Wet Age-Related Macular Degeneration

Visit patient sites: Foundation Fighting Blindness, The Macula Vision Research Foundation, Retina International, Research to Prevent Blindness

Wet AMD is the leading cause of blindness in the US, with more than 1.6 million people affected. Each year approximately 200,000 new cases are diagnosed in the US and more than 500,000 worldwide.

The macula is the area of the retina with the highest density of cone photoreceptors and is therefore essential for fine-detail vision required for activities such as reading and driving. In patients with wet AMD, the macula is disrupted by fluid leaking from new blood vessels that have grown under the retina. This leads to loss of central vision which effectively blinds a patient for most normal activities.

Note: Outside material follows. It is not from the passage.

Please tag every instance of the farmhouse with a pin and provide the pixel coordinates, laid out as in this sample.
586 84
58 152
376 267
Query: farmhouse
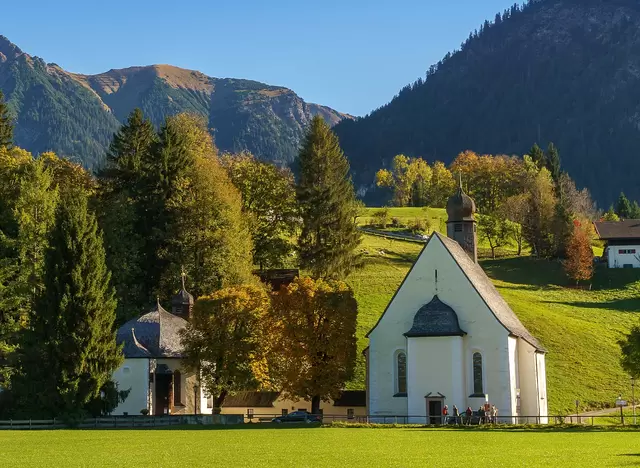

A key signal of new vessel growth (neovascularization) is vascular endothelial growth factor (VEGF). VEGF also promotes leakiness of the new vessels. These twin effects have made VEGF a key target of AMD drug development efforts. Two recently developed compounds, pegabtanib (Macugen) and ranibizumab (Lucentis), which target VEGF and reduce neovascularization have been approved by the FDA for treatment of wet AMD. Effective treatment with each of these drugs requires frequent injections into the affected eye. This is not only inconvenient but is a significant hurdle for many patients.

AGTC, in collaboration with Genzyme Corp., is developing a gene therapy product that will provide long-term suppression of VEGF, thereby freeing patients and physicians from the need for frequent injections. The product will remain resident in the treated eye and the patients’ own cells will produce the VEGF blocking agent continuously and exactly where it is needed.

We have strong proof-of-concept data and have completed formal pre-clinical studies that will lead to initiation of clinical trials.

X-Linked Retinoschisis (visit patient site)

X-linked retinoschisis (XLRS) is an inherited form of retinal degeneration affecting young males. Patients present with poor vision either in infancy or at school age. Visual acuity usually worsens during the teenage years and then stabilizes until complicated by vitreous hemorrhage or retinal detachment during adulthood. There is no treatment available for the retinal degeneration in XLRS.

In animal models of XLRS, treatment with a gene therapy product leads to progressive and long-term improvement in retinal function and prevention of retinal cell degeneration. Based on the strong preclinical proof-of-concept data, AGTC has initiated a formal preclinical testing program that will lead to clinical evaluation of this product.

Achromatopisa (visit patient site)

Complete achromatopsia is an inherited condition that is associated with color blindness, visual acuity loss and extreme light sensitivity resulting in daytime blindness. There is no specific treatment for achromatopsia, although deep red tinted spectacles or contact lenses can reduce symptoms of light sensitivity.

In animal models of achromatopsia, treatment with a gene therapy product restored daylight visual function in affected dogs with daytime blindness. Based on the strong preclinical proof-of-concept data, AGTC has initiated a formal preclinical testing program that will lead to clinical evaluation of this product.

Glaucoma

Visit patient sites: Glaucoma Research Foundation , NEI/NIH, Research to Prevent Blindness

Glaucoma is a group of diseases of the optic nerve resulting in the death of retinal nerve cells. In the US, glaucoma is the second leading cause of blindness and the leading cause in African-Americans. Raised intraocular pressure is a significant risk factor for developing glaucoma, but there is no set threshold for intraocular pressure that causes glaucoma and in some patients glaucoma will develop despite normal intraocular pressure. Untreated glaucoma leads to permanent damage of the optic nerve and resultant visual field loss, which can progress to blindness.

The mainstay of glaucoma treatment is lowering intraocular pressure via drugs or surgery. The drugs used are usually delivered by eye drops, and adherence to medication protocols can be confusing and expensive. Poor compliance with medications and follow-up visits is a major reason for vision loss in glaucoma patients, and disease can progress despite normalization of intraocular pressure.

In animal models of glaucoma, treatment with a gene therapy product resulted in significant reduction in retinal nerve cell death. AGTC has initiated a preclinical testing program that will lead to clinical evaluation of this product.